Last week, Statistics Canada (StatsCan) released results from the Canadian Health Measures Survey (CHMS), the most comprehensive study ever conducted in Canada to determine fitness levels. This study looked at Canadians’ health through their physical measurements, cardio-respiratory fitness, muskuloskeletal fitness, and their blood pressure over the past two decades. The results are staggering, but are they really suprising?

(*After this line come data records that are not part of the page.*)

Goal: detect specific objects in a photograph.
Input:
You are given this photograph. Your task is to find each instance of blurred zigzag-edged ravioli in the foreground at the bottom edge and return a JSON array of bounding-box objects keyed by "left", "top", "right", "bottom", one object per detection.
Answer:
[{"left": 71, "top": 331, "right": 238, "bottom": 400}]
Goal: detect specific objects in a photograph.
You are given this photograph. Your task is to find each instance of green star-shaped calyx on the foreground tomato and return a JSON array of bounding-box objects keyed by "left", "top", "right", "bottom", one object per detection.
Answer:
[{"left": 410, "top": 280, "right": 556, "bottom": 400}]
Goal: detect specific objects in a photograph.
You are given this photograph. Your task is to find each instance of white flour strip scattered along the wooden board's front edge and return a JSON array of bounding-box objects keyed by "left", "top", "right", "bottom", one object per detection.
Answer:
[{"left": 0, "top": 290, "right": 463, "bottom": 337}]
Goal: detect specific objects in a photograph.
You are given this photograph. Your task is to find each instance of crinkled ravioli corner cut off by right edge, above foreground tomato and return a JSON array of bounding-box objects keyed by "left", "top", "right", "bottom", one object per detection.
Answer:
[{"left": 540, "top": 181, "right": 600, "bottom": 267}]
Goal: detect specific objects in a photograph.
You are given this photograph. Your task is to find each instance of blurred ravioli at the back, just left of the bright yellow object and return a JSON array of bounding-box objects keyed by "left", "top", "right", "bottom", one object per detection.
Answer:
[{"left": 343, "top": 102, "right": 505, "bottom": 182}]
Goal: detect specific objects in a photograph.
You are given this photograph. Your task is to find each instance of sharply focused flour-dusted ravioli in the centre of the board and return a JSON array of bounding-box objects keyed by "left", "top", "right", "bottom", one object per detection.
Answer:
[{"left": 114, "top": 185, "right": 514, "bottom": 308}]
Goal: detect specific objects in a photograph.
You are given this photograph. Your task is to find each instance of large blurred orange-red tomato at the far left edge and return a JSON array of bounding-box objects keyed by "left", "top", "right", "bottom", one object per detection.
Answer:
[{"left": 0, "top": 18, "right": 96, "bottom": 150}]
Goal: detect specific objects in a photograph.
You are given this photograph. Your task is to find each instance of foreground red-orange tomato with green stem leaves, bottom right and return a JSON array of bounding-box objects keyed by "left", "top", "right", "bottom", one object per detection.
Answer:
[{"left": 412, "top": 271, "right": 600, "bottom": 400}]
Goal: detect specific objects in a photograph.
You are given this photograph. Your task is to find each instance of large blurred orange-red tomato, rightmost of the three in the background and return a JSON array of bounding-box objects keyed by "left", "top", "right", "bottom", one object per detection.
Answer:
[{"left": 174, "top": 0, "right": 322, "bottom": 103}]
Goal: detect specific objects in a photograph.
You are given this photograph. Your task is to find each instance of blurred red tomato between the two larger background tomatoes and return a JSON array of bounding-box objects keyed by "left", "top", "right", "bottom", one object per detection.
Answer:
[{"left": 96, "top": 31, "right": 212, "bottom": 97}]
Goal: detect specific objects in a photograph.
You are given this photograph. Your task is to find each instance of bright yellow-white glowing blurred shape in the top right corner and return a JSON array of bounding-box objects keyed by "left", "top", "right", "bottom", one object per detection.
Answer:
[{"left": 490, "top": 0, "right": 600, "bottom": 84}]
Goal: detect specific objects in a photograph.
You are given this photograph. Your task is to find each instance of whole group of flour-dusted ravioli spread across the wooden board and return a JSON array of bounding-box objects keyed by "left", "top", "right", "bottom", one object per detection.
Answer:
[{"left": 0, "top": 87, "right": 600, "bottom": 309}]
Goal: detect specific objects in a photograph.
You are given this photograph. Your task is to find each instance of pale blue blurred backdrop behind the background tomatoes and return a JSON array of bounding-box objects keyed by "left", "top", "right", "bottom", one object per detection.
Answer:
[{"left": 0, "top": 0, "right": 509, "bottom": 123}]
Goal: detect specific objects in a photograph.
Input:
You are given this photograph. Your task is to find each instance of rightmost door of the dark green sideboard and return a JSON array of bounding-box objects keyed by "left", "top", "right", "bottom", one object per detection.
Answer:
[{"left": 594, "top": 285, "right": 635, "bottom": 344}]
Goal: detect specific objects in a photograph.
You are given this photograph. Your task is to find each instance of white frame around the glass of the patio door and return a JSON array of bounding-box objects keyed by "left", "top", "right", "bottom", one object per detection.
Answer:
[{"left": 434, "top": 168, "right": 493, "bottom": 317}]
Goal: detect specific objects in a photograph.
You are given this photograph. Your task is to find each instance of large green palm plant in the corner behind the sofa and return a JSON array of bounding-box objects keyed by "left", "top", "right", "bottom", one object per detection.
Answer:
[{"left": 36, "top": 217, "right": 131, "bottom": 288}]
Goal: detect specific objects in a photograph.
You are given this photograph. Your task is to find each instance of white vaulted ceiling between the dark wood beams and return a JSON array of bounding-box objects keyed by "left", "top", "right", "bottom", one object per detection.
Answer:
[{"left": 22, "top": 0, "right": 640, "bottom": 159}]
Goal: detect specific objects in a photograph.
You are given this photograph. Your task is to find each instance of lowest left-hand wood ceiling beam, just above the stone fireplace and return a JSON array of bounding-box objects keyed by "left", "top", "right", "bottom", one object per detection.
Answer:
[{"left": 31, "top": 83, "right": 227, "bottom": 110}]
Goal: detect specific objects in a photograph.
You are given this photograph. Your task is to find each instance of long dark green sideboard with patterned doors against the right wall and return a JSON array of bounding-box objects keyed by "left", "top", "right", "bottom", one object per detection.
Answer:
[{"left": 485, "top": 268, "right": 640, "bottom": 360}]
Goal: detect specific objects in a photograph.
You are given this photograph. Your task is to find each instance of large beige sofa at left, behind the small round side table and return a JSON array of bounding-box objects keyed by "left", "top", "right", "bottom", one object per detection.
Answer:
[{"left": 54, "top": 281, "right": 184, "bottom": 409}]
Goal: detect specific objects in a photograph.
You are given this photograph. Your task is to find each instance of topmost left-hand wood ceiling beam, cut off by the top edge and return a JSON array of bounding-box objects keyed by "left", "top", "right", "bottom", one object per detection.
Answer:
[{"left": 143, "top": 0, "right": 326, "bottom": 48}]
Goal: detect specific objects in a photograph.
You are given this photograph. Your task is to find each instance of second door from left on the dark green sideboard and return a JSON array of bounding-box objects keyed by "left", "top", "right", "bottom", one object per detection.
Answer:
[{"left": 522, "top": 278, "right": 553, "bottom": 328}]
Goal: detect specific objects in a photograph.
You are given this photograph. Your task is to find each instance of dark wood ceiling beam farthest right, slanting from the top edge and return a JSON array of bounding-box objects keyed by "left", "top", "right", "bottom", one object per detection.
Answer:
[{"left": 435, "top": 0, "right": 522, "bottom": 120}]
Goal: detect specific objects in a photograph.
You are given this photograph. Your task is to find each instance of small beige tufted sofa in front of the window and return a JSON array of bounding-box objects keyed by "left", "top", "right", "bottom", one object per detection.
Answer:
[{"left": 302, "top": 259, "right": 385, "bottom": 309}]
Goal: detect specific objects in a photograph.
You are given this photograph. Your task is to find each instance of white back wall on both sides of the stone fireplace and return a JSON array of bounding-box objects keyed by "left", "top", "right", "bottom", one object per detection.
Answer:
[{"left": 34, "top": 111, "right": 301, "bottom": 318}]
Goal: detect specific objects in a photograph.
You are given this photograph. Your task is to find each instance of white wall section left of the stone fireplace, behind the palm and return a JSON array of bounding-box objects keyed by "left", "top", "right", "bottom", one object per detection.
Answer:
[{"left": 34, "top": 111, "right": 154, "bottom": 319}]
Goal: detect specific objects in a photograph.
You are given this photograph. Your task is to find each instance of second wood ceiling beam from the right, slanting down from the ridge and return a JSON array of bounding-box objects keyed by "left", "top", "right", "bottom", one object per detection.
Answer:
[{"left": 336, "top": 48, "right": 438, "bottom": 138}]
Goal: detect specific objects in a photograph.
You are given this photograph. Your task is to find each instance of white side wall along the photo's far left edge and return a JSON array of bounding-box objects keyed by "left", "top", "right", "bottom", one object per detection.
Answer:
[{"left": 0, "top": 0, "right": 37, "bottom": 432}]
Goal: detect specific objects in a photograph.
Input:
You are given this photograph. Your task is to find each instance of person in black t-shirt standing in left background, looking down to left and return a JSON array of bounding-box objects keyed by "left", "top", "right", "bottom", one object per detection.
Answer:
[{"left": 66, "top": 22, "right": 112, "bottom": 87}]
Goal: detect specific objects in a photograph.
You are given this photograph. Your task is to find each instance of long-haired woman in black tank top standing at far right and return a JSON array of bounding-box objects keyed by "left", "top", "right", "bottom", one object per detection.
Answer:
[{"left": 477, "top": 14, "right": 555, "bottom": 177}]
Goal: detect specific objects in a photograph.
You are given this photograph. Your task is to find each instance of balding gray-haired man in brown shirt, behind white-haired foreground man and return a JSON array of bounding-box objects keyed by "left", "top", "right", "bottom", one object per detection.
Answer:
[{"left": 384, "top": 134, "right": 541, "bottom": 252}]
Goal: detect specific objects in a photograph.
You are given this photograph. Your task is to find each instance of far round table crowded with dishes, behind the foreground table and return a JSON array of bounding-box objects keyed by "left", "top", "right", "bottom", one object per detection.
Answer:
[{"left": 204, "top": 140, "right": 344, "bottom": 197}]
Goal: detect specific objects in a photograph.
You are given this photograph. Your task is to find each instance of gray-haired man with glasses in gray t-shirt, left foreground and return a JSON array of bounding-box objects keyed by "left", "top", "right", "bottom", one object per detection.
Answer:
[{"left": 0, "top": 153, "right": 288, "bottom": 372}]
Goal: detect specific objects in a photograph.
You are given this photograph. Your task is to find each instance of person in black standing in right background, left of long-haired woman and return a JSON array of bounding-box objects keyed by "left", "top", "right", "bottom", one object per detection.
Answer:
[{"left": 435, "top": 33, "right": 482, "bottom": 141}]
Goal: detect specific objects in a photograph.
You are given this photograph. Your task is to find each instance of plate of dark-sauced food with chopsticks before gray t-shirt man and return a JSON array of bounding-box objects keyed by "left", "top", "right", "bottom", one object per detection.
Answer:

Send the kids outside to play
Since 1981, the youth aged 15-19 who had a waist circumference that put them at a high or increased risk for health problems more than tripled. For young adults aged 20-29, the percentage in this category more than quadrupled. More than 17% of children today are overweight, and 9% are obese. With the invention and subsequent popularity of the internet, video games, and reality television, this is nothing we’re not already aware of. But it’s definitely not something that should be ignored. This can lead to diabetes, heart attacks, and hypertension – even in children. Limit your child’s sedentary time and get them involved in physical activities – sign them up for a sport they like, ride your bikes together, or go swimming. Check out the children’s fitness directory from Help! We’ve Got Kids. for exercise programs in Toronto.
Canada is getting fatter
As for the adults, less than 38% of Canadians are at a healthy weight. About 1% are underweight, 37% are overweight, and 24% are obese. More men than women are overweight, but the obesity rate is fairly equal. The percentage of young adults whose body compositions were rated as “fair/needs improvement” rose fourfold among men over the past two decades, and sevenfold among women.
The good news
One good tidbit of health information came from this study: More than 90% of Canadian adults have acceptable blood pressure. Only 6.4% (less than 1.6 million people) have high blood pressure – but 3% of these people were completely unaware of this! This is significant because the study found that high blood pressure only gets worse with age, and according to the Heart and Stroke Foundation, is the number one risk factor for a stroke, and a major risk factor for heart disease.
What can you do?
Start now. Begin a new exercise program, even if it’s just going for a brisk walk every day. Find healthy recipes online and limit your trips to fast food restaurants.
And don’t forget to involve the whole family! Starting healthy habits with your kids will help them to continue living a long and healthy life.